Parsing of dependencies from different build systems

[jugmac00]

Describe the bug
run pyscan

❯ pyscan 
pyscan v0.1.5 | by Aswin S (github.com/aswinnnn)
Using pyproject.toml as source...
thread 'main' panicked at 'no entry found for key', src/parser/extractor.rs:61:24
note: run with `RUST_BACKTRACE=1` environment variable to display a backtrace

To Reproduce
run pyscan on any project

Expected behavior
should work

Desktop (please complete the following information):

• OS: Ubuntu 20.04
• rust: 1.70

[aswinnnn]

can you show me the pyproject.toml that pyscan detects? like the content inside?

[jugmac00]

Oh, does this imply that only projects with a full pyproject.toml are supported?

I am using setuptools with setup.py and setup.cfg and the pyproject.toml only for configuring the build backend a la...

[build-system]
requires = ["setuptools>=46.4.0", "wheel"]
build-backend = "setuptools.build_meta"

e.g. https://github.com/jugmac00/flask-reuploaded

It would be great to have a helpful error message 👍

[aswinnnn]

I see. Pyscan currently looks for the [dependencies] table on a pyproject.toml which seems to be the common way to convey dependencies, I'm not sure how exactly setuptools differs in specifying deps but this certainly seems interesting enough to be added support for.

[aswinnnn]

https://peps.python.org/pep-0631/

Here's the PEP from which the parser for pyproject.toml is partially based on.

[jugmac00]

the common way to convey dependencies

I would not call it the "common way" - maybe it is the suggested way, but it is certainly not followed by all packaging tools.

You need to know that the lowest common denominator is that projects configure the build backend in the pyproject.toml, and from here on, it entirely depends on the build system how meta data is configured.

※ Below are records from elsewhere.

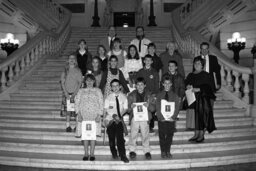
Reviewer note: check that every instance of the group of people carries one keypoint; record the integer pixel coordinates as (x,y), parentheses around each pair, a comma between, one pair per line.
(114,80)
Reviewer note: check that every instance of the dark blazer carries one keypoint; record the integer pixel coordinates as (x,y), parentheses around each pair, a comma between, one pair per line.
(214,67)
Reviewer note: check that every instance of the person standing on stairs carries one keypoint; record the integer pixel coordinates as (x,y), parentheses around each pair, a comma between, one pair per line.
(203,86)
(108,41)
(89,107)
(172,53)
(84,57)
(166,124)
(116,105)
(71,81)
(118,51)
(141,42)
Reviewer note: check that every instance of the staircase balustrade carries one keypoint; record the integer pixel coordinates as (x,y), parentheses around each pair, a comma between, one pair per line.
(235,78)
(42,45)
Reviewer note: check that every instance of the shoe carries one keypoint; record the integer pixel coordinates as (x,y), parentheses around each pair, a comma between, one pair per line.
(132,155)
(199,140)
(68,129)
(148,156)
(85,158)
(92,158)
(168,155)
(163,155)
(193,139)
(124,159)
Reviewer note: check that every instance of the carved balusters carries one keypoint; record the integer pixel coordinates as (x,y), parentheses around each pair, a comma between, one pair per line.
(246,89)
(3,78)
(236,84)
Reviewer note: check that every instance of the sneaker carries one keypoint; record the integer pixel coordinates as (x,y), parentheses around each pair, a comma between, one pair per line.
(148,156)
(68,129)
(132,155)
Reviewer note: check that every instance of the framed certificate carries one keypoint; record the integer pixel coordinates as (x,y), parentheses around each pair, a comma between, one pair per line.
(140,112)
(70,106)
(88,130)
(167,109)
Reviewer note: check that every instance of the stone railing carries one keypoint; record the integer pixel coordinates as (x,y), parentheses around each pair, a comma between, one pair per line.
(42,45)
(235,78)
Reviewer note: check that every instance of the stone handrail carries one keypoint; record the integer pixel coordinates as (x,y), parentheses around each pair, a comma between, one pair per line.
(189,41)
(42,45)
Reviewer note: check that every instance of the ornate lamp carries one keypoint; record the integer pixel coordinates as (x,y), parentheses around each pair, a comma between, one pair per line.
(236,43)
(9,44)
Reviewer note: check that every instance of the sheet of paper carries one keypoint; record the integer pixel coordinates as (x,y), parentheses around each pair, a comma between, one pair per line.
(167,109)
(191,98)
(88,130)
(140,112)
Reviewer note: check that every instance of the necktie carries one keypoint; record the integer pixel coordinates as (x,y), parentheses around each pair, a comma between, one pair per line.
(166,97)
(118,107)
(140,46)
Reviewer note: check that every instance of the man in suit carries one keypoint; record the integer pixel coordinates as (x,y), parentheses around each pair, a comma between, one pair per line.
(211,65)
(108,41)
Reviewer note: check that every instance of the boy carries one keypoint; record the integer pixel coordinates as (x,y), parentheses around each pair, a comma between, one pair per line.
(166,126)
(140,95)
(152,81)
(178,84)
(115,107)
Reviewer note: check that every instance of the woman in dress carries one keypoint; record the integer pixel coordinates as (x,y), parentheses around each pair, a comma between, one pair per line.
(202,85)
(89,106)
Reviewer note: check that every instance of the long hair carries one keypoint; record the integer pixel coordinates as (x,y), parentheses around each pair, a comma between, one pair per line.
(137,57)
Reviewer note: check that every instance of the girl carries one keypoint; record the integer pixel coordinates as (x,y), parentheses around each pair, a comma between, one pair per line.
(101,52)
(84,58)
(202,85)
(89,106)
(132,65)
(112,73)
(71,81)
(118,52)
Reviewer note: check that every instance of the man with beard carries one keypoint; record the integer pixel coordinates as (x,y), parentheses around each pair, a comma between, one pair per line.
(141,42)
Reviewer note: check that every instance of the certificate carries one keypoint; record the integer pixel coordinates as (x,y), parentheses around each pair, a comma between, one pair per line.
(191,98)
(140,112)
(167,109)
(70,106)
(88,130)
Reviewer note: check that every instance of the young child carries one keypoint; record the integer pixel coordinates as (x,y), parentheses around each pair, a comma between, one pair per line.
(166,127)
(71,81)
(140,95)
(89,106)
(115,107)
(152,81)
(178,84)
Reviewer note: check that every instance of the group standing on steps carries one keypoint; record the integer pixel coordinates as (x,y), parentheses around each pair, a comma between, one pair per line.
(117,80)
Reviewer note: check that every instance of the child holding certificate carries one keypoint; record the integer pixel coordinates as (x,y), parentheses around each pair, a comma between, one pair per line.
(140,106)
(115,107)
(89,106)
(167,109)
(71,81)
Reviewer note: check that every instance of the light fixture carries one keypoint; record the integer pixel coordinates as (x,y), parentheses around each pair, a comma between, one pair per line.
(236,43)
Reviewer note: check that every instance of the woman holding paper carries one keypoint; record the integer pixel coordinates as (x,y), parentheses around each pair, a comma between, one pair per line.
(89,106)
(201,84)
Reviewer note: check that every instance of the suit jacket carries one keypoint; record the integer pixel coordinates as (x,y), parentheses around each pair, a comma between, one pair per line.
(214,67)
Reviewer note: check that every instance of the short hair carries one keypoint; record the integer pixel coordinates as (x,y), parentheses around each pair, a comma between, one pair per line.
(81,40)
(140,80)
(173,62)
(115,81)
(199,58)
(152,45)
(148,56)
(89,76)
(113,57)
(204,43)
(138,27)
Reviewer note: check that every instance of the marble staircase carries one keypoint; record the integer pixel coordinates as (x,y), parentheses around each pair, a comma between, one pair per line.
(32,133)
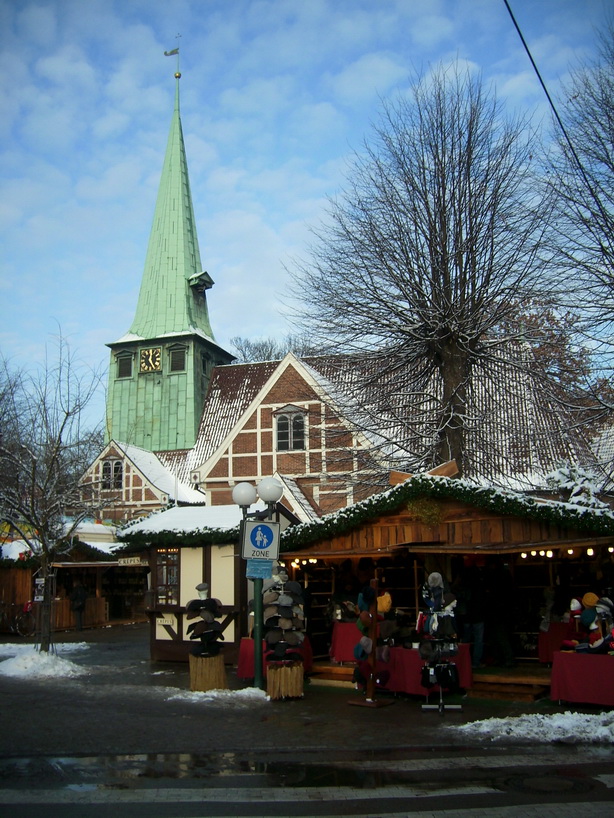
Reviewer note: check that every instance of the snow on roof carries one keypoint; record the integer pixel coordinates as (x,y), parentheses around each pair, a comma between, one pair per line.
(159,475)
(303,508)
(184,519)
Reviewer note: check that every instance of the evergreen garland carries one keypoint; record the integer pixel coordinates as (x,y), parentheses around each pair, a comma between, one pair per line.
(594,522)
(598,523)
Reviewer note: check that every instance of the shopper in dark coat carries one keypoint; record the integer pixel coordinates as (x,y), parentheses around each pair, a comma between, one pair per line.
(78,596)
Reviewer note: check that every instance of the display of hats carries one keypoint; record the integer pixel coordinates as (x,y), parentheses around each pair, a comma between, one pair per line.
(386,628)
(273,635)
(269,597)
(283,619)
(206,629)
(269,614)
(365,618)
(293,637)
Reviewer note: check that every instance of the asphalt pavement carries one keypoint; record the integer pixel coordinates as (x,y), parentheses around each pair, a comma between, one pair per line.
(124,705)
(128,739)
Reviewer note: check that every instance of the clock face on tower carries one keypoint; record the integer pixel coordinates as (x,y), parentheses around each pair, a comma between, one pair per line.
(150,360)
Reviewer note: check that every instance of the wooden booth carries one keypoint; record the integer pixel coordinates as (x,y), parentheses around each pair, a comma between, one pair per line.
(433,523)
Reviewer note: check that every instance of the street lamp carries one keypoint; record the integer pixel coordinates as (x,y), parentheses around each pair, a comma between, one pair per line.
(269,490)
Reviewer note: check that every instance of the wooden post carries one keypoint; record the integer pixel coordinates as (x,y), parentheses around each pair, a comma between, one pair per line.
(285,681)
(207,673)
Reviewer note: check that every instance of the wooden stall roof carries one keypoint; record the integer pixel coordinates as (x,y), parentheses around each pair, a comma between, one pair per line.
(437,514)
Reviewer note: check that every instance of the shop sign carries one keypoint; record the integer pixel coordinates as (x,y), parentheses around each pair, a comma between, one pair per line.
(260,540)
(133,561)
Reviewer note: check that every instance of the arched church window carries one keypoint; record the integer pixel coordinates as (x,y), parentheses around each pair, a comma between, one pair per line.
(290,428)
(124,366)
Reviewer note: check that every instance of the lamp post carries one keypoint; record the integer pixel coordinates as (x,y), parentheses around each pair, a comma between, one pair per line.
(244,495)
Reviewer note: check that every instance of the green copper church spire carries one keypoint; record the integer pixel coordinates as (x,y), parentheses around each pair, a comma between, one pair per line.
(172,296)
(160,369)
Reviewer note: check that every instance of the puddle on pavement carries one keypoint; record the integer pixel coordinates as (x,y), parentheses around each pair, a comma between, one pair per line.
(237,770)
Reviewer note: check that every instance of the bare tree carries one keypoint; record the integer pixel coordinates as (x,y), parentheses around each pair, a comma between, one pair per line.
(424,257)
(43,454)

• The currently probably still most widely used tool is setuptools, which has even its own configuration files - ie the config lives outside the pyproject.toml.
• Poetry uses pyproject.toml, but stores the dependencies in tool.poetry.dependencies (and other keys), see https://python-poetry.org/docs/managing-dependencies/
• Tools following your idea are probably hatch and flit, maybe others.

So, way to go :-)

P.S.: It is even not mandatory that Python projects use a pyproject.toml.

[aswinnnn]

I see. I was under the assumption that the PEP would be a little bit more popular than i thought. Its very weird that the build tools don't follow the PEP and each seems to have its own way of doing it, though. Looks like expanding the parsing of pyproject.toml is something that needs to be done, glad you pointed it out!

[jugmac00]

Python exists for 30+ years, the pep 621 (which superseded the one you mentioned) was only accepted at the end of 2020 (and even only as provisional, see https://discuss.python.org/t/pep-621-round-3/5472/109 ) - so it will take time until most package managers will follow that, and probably a good part of Python projects won't update to use a modern package manager for a very long time.

[aswinnnn]

So support for the setuptools way of dependency spec in pyproject.toml is underway. Do you have any suggestions for other build systems which pyscan should support parsing from? My knowledge regarding them is limited

[jugmac00]

The most common ones I encounter are:

• setuptools
• poetry
• hatch
• flit
• pdm

[aswinnnn]

great, pyscan should be able to support them by the release of next version, thanks

[aswinnnn]

Looking at https://setuptools.pypa.io/en/latest/userguide/dependency_management.html#declaring-required-dependency

Looks like setuptools does follow the way pyscan scans for dependencies, but since you're using setup.py like in flask-reuploaded all the dependency spec goes into install_requires, so pyscan would need to implement a way to parse that as well. Looks like setup.py needs its own parse implementation.